Worse still, despite the significant attention the Administration’s claims had received, his deputy budget director nominee asserted at her hearing, for which presumably she had prepared: “I am not sure exactly what they [the president and his budget director] did say,” adding, “I’m not familiar with that statement.” (Sessions had announced prior to the hearing that this topic would be a focus).

Sessions then asked her to look at the chart of growing debt and ask, “[The debt] goes up and it doubles in ten years, does it not? Higginbottom responded by saying that the budget was a “milestone” and, later in questioning, a “first step,” without addressing the substance of the Senator’s question.

Pointing out that the president’s claims rely on the exclusion of interest payments from the deficit calculation, Sessions explained that interest “is about the first thing you have to pay on your business debt in responsibility of payments.” Then he asked if excluding interest (which rises to $844 billion annually under the President’s own projections) was “a legitimate way to discuss with the American people the debt crisis we now face?” Higginbottom responded with a vague bromide about “a responsible fiscal path,” again without addressing the substance of the question.

Ms. Higginbottom then attempted to defend the White House claims that their budget allows us to “live within our means” by arguing that it stabilizes the annual deficit. So the Senator then asked her whether the deficits decrease or increase in the final three years of the budget. Ms. Higginbottom said she did not know (“I don’t have the table in front of me”). In reality, with the president’s plan—under the White House’s own projections—deficits climb steadily in the final three years, nearing $800 billion dollars. And, under CBO projections, they climb all the way to $1.2 trillion.

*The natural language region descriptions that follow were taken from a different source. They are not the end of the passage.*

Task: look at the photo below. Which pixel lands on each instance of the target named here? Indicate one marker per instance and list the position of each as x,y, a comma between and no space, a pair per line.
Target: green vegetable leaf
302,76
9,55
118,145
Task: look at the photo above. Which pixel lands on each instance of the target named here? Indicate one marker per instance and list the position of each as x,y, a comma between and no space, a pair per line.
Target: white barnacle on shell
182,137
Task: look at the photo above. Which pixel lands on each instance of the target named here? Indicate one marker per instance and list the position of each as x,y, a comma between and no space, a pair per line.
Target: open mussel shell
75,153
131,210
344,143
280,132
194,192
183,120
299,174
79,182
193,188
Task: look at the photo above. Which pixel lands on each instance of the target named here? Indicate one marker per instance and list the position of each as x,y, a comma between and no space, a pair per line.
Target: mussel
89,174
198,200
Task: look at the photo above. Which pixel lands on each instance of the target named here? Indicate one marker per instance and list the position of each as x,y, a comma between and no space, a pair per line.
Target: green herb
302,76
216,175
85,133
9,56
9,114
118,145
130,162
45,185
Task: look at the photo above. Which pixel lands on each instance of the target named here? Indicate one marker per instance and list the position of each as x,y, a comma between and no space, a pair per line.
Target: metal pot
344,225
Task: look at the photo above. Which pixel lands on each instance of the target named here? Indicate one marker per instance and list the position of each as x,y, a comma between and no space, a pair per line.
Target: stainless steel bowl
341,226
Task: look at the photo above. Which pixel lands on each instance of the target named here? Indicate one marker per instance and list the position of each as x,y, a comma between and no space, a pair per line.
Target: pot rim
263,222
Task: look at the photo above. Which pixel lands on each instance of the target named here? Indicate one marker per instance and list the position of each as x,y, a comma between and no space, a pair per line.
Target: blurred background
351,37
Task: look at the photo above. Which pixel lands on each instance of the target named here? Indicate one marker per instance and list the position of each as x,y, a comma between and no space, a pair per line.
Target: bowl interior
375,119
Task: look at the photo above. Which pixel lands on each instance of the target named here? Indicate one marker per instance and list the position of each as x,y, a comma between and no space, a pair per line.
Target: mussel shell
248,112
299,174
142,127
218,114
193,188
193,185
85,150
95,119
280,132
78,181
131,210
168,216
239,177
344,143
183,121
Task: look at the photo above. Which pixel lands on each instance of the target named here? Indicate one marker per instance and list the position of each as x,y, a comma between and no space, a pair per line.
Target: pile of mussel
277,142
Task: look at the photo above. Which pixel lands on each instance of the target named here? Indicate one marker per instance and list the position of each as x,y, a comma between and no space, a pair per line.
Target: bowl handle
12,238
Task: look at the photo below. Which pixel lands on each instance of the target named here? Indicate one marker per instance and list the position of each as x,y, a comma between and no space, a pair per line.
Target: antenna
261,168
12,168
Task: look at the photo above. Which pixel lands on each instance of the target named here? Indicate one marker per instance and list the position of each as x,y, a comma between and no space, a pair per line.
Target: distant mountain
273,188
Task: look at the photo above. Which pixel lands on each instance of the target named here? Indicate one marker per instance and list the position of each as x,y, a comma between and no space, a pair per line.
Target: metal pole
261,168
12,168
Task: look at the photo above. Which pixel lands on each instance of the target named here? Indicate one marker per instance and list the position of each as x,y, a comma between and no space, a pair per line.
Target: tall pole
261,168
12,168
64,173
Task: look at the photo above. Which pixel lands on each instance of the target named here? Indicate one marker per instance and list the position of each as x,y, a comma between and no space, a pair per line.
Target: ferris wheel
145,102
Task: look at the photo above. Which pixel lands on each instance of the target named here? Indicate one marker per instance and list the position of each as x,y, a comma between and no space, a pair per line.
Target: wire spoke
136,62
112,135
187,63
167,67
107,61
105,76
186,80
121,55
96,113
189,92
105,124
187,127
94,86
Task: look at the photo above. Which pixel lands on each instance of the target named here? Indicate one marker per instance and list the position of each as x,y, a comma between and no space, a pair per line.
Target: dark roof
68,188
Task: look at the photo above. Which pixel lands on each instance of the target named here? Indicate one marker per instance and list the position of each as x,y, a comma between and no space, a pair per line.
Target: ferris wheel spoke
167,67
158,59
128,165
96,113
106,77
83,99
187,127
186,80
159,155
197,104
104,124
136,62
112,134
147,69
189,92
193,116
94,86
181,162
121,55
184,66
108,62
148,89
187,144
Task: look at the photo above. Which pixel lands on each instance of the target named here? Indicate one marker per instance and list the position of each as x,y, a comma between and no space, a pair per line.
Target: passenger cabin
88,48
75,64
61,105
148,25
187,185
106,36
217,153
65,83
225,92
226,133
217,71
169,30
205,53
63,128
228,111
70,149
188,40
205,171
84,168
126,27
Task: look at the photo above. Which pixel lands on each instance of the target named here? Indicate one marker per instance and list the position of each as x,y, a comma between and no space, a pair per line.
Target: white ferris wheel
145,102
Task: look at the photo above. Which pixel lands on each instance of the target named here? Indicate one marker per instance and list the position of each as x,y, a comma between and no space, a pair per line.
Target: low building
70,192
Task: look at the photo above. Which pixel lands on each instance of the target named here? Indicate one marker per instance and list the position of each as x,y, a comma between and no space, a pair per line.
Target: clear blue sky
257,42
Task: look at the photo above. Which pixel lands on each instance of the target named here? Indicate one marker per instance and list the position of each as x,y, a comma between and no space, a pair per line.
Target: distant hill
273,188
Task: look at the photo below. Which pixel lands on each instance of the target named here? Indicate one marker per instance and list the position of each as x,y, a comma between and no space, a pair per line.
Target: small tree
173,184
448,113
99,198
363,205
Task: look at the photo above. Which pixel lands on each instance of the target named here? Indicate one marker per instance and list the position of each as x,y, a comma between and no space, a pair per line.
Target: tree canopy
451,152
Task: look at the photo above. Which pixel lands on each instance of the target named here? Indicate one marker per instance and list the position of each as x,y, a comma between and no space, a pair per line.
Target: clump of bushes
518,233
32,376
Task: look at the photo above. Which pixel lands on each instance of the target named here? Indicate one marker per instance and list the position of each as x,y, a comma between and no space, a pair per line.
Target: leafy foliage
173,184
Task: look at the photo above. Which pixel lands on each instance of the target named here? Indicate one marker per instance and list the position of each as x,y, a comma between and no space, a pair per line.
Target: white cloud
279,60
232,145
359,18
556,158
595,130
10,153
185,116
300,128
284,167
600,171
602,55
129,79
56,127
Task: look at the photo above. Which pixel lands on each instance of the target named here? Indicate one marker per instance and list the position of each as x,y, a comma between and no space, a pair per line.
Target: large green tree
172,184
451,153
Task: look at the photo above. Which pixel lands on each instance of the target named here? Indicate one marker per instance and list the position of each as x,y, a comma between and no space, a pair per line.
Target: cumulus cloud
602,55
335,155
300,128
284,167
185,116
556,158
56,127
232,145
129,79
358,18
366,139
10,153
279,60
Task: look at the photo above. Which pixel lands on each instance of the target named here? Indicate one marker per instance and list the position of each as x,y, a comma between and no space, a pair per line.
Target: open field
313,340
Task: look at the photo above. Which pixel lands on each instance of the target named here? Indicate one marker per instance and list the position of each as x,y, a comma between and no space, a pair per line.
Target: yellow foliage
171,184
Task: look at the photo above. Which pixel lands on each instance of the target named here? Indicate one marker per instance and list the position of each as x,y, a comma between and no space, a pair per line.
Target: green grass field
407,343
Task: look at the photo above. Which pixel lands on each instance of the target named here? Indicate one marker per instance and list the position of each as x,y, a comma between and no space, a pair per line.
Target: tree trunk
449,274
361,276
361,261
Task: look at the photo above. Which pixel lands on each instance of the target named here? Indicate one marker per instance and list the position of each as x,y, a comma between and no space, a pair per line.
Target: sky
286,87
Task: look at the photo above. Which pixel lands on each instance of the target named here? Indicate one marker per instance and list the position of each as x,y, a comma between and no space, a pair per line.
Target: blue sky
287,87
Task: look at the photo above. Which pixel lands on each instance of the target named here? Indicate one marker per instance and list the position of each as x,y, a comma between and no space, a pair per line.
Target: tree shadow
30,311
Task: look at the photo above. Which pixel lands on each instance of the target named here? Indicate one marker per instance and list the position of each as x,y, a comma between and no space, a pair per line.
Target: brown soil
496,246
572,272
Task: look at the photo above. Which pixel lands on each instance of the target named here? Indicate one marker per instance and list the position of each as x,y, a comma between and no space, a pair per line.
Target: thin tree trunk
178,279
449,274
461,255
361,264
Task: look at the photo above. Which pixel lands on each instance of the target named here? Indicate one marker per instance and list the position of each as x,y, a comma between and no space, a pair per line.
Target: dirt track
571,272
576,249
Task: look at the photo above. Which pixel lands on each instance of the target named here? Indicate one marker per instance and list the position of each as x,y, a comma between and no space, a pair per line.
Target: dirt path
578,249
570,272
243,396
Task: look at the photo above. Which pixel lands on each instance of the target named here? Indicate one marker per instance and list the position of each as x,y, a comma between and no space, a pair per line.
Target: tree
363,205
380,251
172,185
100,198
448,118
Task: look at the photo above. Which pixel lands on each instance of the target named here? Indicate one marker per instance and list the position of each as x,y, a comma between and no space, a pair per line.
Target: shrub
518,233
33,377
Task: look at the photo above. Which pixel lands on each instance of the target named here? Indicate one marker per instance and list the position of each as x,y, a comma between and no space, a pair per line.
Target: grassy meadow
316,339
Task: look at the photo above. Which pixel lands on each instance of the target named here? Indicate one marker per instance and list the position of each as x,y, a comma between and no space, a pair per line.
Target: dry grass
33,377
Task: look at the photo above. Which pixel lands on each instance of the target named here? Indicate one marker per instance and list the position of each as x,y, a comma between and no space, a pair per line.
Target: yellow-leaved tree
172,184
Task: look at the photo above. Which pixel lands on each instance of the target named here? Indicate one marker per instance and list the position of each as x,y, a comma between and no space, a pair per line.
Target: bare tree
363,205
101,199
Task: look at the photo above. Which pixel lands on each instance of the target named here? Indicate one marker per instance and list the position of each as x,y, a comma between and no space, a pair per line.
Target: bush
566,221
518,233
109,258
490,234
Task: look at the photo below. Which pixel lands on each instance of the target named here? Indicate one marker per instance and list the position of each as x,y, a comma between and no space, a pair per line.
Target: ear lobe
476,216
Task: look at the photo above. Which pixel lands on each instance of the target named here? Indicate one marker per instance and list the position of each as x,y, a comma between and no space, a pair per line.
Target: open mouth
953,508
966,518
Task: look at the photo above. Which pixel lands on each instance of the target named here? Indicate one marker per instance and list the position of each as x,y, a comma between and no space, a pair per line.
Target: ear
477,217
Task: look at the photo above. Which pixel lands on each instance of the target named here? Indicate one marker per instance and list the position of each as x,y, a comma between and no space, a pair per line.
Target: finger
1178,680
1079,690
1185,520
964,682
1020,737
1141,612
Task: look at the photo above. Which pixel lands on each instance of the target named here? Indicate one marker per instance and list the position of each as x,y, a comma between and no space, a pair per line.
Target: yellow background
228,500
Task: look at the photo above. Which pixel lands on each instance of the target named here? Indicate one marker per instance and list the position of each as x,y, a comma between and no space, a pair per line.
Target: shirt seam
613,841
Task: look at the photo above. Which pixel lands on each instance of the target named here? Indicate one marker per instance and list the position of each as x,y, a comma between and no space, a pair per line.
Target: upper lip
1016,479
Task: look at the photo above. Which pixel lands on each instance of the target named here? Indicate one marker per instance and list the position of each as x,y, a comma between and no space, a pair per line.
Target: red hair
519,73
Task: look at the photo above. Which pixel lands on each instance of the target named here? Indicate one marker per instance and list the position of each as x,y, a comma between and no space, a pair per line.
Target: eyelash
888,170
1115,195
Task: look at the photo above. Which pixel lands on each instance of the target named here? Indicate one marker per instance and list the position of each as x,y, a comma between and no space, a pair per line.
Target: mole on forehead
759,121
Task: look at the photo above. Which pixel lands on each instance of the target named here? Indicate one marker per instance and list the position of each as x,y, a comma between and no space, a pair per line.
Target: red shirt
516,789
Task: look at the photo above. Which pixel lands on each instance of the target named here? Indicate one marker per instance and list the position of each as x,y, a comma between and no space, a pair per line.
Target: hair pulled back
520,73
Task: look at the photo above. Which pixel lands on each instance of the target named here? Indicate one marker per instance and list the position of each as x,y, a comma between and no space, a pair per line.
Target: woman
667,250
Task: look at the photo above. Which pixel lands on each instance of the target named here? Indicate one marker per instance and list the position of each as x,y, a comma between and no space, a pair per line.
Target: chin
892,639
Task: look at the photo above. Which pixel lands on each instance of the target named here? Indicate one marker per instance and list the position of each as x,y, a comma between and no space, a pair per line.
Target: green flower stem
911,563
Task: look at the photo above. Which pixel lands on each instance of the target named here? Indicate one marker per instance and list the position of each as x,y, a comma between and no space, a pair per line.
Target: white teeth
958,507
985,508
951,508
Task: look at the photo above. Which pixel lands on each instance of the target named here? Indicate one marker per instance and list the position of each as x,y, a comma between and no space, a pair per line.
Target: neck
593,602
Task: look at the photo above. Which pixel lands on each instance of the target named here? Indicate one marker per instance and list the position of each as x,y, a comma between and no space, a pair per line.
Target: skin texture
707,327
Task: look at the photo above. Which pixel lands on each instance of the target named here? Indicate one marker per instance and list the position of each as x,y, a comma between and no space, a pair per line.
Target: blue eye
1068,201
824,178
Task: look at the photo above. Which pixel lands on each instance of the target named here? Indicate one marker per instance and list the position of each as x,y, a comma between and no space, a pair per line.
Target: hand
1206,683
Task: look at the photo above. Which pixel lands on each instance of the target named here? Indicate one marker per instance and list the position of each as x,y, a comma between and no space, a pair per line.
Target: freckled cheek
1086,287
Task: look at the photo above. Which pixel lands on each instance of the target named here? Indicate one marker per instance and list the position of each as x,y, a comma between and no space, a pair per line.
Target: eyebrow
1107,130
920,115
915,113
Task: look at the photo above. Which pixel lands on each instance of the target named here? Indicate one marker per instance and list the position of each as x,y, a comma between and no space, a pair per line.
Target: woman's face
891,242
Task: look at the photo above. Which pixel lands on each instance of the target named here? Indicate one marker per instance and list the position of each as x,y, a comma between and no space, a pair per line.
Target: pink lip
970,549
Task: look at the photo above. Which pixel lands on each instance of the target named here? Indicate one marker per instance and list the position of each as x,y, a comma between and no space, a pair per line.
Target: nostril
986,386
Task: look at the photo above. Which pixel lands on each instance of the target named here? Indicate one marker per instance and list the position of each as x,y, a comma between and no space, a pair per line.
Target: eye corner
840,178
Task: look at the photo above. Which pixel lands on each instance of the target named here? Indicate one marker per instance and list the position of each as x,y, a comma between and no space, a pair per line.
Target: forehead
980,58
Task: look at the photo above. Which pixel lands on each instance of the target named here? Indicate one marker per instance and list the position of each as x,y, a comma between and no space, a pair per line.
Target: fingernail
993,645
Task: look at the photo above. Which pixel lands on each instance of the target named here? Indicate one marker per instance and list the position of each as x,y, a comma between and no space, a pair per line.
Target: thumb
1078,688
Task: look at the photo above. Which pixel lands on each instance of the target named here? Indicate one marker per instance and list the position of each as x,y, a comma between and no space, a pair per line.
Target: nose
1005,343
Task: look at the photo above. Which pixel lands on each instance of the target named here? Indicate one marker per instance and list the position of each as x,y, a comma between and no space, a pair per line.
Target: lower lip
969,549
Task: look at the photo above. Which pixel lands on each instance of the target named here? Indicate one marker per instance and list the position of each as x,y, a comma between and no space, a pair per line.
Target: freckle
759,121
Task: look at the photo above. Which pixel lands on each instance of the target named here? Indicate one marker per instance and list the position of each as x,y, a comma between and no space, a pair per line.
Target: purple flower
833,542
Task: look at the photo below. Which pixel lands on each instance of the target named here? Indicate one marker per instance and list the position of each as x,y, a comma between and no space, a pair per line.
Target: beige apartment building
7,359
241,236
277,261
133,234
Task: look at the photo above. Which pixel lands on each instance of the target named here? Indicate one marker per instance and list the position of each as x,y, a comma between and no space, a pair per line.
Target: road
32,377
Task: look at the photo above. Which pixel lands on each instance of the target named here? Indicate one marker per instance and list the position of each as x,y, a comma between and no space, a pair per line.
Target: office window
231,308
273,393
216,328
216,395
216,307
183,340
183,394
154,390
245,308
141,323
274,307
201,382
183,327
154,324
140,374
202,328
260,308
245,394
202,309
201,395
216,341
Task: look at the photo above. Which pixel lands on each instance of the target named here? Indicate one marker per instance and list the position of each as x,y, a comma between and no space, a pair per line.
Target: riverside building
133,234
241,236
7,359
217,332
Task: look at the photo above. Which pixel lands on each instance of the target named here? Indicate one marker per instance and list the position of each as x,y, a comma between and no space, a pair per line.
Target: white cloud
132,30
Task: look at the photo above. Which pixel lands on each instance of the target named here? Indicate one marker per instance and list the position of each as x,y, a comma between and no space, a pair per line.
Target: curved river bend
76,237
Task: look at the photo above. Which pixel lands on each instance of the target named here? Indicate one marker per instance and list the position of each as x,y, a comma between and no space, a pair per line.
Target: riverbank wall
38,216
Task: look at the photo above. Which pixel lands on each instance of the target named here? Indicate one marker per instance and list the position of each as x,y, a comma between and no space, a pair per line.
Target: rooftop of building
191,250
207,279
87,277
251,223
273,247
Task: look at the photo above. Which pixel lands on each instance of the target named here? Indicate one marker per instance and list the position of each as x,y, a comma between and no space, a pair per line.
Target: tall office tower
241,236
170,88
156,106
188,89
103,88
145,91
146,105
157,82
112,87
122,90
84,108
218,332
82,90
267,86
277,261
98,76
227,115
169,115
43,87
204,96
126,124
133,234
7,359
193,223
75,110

Senator Brown of Massachusetts asked,“What type of accounting and budgetary experience [do] you have?”

Her response was telling, after discussing how she would work with others on her primary task of managing the budget, she said, “taking a leadership role in the policy process.” After some further opining about her management and policy experience Senator Brown interrupted to restate his question.

Brown: You’ll be the number two. I mean, if he’s [Director Lew] not there, you’ll be number one, potentially. And in that respect, I would presume you would be dealing with accounting and budgeting, obviously, problems within OMB. Is that a fair statement?

Higginbottom: Sure, uh-huh.

Brown: So I guess my original question is, what type of budgeting and accounting experience do you have?

Higginbottom: I have done a lot of policymaking….

Brown: All right, I understand that. But I guess I’m asking, do you have any accounting or budgetary experience aside from dealing in policy matters?

Higginbottom: I’m not an accountant. But the president’s budget is an articulation of his policy agenda.